Il y a peu de réalisateurs qui mettent tout le monde d’accord. John Carpenter est de cette trempe là. Si vous êtes un lecteur assidu de mon blog, vous savez d’ailleurs qu’il est le réalisateur de mon film préféré. Et ça n’a donc pas été de la tarte de ne parler que de trois films de ce bougre, parce que sa filmo, je la connais par cœur, que j’aime presque tous ses films, et qu’il y a bien plus de trois films cultes dans cette collection. Alors non je ne parlerai pas de Halloween, ni du Prince des Ténèbres ou de Assaut. J’ai partialement décidé aujourd’hui de parler de ces trois films à la qualité fort disparate:



Oui Ghost of Mars est dedans ne criez pas. Je l’aime d’amour bien que je reconnais la liste immense de défauts qui le définie. Je voulais un film plus récent du réalisateur, sans pour autant avoir envie de parler de The Ward. Les deux autres sont des trésors du cinéma intouchables.
Comme tout grand artiste, le monsieur à des obsessions qui traversent les décennies. C’est les idées fixes de grands réalisateurs que j’avais envie de mettre en avant dans cette rubrique nouvellement créer. D’ailleurs, à propos d’artiste, il dit quoi de lui-même Johnny?
En France, je suis un auteur, en Allemagne, je suis un cinéaste. En Grande-Bretagne, je suis un réalisateur de film d’horreur. Aux États-Unis, je suis un raté.

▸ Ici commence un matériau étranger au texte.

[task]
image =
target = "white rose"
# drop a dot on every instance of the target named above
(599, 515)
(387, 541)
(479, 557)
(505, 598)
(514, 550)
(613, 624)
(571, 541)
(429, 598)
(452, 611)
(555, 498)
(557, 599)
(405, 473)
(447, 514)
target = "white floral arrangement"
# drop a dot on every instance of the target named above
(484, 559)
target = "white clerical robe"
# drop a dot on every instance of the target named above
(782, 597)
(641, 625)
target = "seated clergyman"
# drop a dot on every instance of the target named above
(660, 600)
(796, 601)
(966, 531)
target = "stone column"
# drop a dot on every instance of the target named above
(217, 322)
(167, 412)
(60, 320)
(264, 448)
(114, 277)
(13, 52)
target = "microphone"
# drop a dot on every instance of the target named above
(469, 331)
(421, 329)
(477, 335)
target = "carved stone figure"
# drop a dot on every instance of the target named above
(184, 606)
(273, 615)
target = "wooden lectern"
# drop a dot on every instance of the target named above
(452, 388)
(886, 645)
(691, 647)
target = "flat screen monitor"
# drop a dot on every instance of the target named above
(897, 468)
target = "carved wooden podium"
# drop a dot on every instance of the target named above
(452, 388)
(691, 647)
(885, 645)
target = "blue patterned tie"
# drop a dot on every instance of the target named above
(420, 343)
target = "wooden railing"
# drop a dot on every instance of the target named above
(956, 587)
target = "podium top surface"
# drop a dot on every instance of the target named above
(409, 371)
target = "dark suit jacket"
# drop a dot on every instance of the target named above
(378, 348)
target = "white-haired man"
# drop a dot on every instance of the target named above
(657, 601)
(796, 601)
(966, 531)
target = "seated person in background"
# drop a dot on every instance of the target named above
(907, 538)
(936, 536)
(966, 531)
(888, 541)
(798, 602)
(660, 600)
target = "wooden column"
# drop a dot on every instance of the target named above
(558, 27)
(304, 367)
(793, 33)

Prouvons donc à ses détracteurs ricains que Carpenter a de la suite dans les idées (fixes) et que l’homme est un fucking grand cinéaste.
Un film, un lieu
De la contrebasse et trois notes de Ennio Morricone, une nature blanche et vierge de tout en plein antarctique, un chien qui court et un hélicoptère qui le poursuit. C’est ainsi qu’on commence une légende. The Thing, je l’ai découvert au tout début de l’adolescence, et c’était un bouleversement. Il a assis ma passion pour le cinéma, et celle de beaucoup d’autres je pense. Plus que les acteurs, c’est le lieu qui est le personnage au centre de l’histoire; une station scientifique au milieu de nul part dans cet enfer blanc. Et les enfers de Carpenter sont tous définis dans ces films, au point d’être dans le titre, à l’image de New York 1997 et sa prison de Manhattan ou de Ghost of Mars et sa cité minière de Shining Canyon. John Carpenter réinvente dans ses films le huis clos. Les murs sont l’immensité glacée, un désert aride ou les ponts minés d’une île.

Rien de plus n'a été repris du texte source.